So for a lot of Neo Geo nerds, this was a holy grail of a fan translation project. Many of us had poked at the untranslated game, loved the sprite work, thought the ability to use fighting game motions in combat was cool, and had dreams of what this game could be. Does it live up to that?
No. This is a bizarrely balanced game that feels like it was made by people who never made an RPG before.
It's kind of two RPGs, one to cover the plot of each of the first two games in the series, each of which has to be done independently, but in either order. I played through SS1 with everyone's favorite Mesoamerican catgirl and my SS2 main, Cham Cham. It kind of does a Dragon Age Origins thing where you get a solo bit with your character before you enter the main plot, and for that bit, the difficulty seemed pretty normal. I stocked up on recover items from the starting town, and I gradually used most of them through the opening dungeon, and while I never felt like I was under that much threat of dying, it felt like the kind of difficulty you'd expect. Weirdly, I didn't level up at all during the whole thing, so I assumed it must be a game where leveling was just slow.

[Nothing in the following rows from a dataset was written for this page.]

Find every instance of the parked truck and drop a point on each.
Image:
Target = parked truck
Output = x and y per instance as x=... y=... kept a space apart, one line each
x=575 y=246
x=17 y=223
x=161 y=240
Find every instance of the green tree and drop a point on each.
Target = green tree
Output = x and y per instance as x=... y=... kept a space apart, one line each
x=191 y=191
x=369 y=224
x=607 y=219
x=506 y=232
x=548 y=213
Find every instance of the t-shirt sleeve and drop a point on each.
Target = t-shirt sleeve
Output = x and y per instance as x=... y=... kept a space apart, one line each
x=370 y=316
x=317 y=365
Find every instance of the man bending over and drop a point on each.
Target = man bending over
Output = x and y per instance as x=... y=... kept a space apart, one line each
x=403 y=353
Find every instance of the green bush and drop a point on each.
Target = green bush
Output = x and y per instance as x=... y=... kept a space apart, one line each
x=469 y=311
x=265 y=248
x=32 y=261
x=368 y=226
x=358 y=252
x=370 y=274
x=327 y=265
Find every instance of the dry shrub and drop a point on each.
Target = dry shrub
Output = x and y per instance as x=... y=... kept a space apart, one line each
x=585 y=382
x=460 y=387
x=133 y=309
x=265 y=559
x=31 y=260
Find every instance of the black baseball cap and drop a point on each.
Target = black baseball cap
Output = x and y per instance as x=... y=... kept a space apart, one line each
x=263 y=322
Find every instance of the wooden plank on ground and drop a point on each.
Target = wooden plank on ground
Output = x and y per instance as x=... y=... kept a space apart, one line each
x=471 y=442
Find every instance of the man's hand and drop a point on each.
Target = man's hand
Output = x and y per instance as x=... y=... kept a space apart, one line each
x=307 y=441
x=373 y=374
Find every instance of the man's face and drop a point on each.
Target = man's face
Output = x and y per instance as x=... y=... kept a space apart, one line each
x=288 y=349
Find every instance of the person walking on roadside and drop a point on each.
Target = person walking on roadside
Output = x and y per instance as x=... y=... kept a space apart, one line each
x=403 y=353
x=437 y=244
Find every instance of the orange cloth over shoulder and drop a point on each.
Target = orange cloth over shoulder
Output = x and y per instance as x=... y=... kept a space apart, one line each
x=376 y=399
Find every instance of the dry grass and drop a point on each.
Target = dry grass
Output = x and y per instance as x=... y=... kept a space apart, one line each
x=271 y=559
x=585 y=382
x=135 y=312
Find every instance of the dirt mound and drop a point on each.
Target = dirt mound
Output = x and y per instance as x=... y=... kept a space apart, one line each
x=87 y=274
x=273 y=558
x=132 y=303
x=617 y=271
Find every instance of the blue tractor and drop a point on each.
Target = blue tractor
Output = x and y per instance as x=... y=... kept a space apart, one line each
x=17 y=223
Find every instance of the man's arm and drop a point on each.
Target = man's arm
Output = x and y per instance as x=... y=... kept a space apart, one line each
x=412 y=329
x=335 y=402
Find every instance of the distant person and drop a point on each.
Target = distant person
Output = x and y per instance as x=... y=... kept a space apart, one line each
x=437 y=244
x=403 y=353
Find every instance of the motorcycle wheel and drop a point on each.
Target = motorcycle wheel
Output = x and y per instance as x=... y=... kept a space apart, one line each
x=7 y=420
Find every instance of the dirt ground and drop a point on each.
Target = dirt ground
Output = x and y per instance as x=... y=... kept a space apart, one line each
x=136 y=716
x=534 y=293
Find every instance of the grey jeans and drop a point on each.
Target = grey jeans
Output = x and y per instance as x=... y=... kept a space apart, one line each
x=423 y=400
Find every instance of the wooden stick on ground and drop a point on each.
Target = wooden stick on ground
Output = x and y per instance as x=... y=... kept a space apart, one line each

So then I got magically teleported to Japan and granted the ability to read Japanese because Quetzalcoatl and Amaterasu are sun god buddies (no really, that's the explanation), and I pick out my two party members, Charlotte and Galford. And when I went out into the world, I was met with a surprise: these battles were now really easy, and at least one character would level up every 2-3 combats. And that kept happening in the next area. And the next. And the next. After that opening section, I literally never used any healing items, never used any TP recovery items, and never stayed at an inn. Your HP and TP recovers every time you level up, and that was happening so frequently that I simply never needed it. I was beating bosses in as few as 3 hits without any intentional grinding. It kind of sort of got harder by the time I got to Amakusa Shirou, but in the sense that now it took up to 3 AoEs to take out regular enemies instead of just one. The only fight in the entire SS1 section that felt like it was actually balanced like a regular ass RPG was an optional one with Wan Fu.
Outside of that, the dungeon designs generally weren't great, and somehow, it was often hard to figure out where to go despite the small map size. Like it highlighted the normally invisible parts of design in other RPGs that make the experience smooth. And a lot of cameos are handled awkwardly. Like you'll start a boss fight, some random guy from the fighting games jumps in, is all like "Oh, I also want to attack this guy for some reason," and after he contributes nothing of value, just fucks off forever once the fight is over. It feels like some higher up either insisted on adding them at the last minute, or the game had to trim a longer part with them (the game had a troubled development with numerous delays, and they ended up scrapping a whole third of the game), and they wanted to make some use of the assets they already made.
And the other day, I started the SS2 section, and it feels like a whole different game by different people. Not more experienced people with a better idea of design, just different ones. This one's fucking hard. I got my ass kicked early on and had to grind. And the grinding took a while because I wasn't leveling nearly as fast as SS1. And there's fewer sword upgrades available than SS1. And the world is connected by these huge, maze-like dungeons that are quite unlike the small ones in the previous half. It basically feels like it has the exact opposite problems now. Currently, I got through a long, annoying dungeon, fought a boss that seemed unusually powerful, and then found that the regular ass enemies took a huge jump in difficulty if I passed into the next dungeon segment. Turns out that I managed to miss an exit to Beijing somewhere in there, and I have to backtrack through this long dungeon with frequent random encounters to figure out where the fuck I missed it if I actually want to progress in this thing. I'm still trying to decide if it's worth doing that.
Despite all of those complaints, I don't hate it. I feel like I overall ended up having fun for at least the SS1 half of the game. And this has some of the best sprite work on the console. But there's a reason this didn't make much of an impact in Japan, a reason why there weren't many people interested in translating it for so long, and it would have been utterly destroyed in reviews if they'd localized it at the time. It's pretty, it has some charming moments, and there's a good chance you'll get something out of it if you're already a fan of the franchise. But for everyone else, this is at best the equivalent of a middling SNES RPG that's unusually pretty.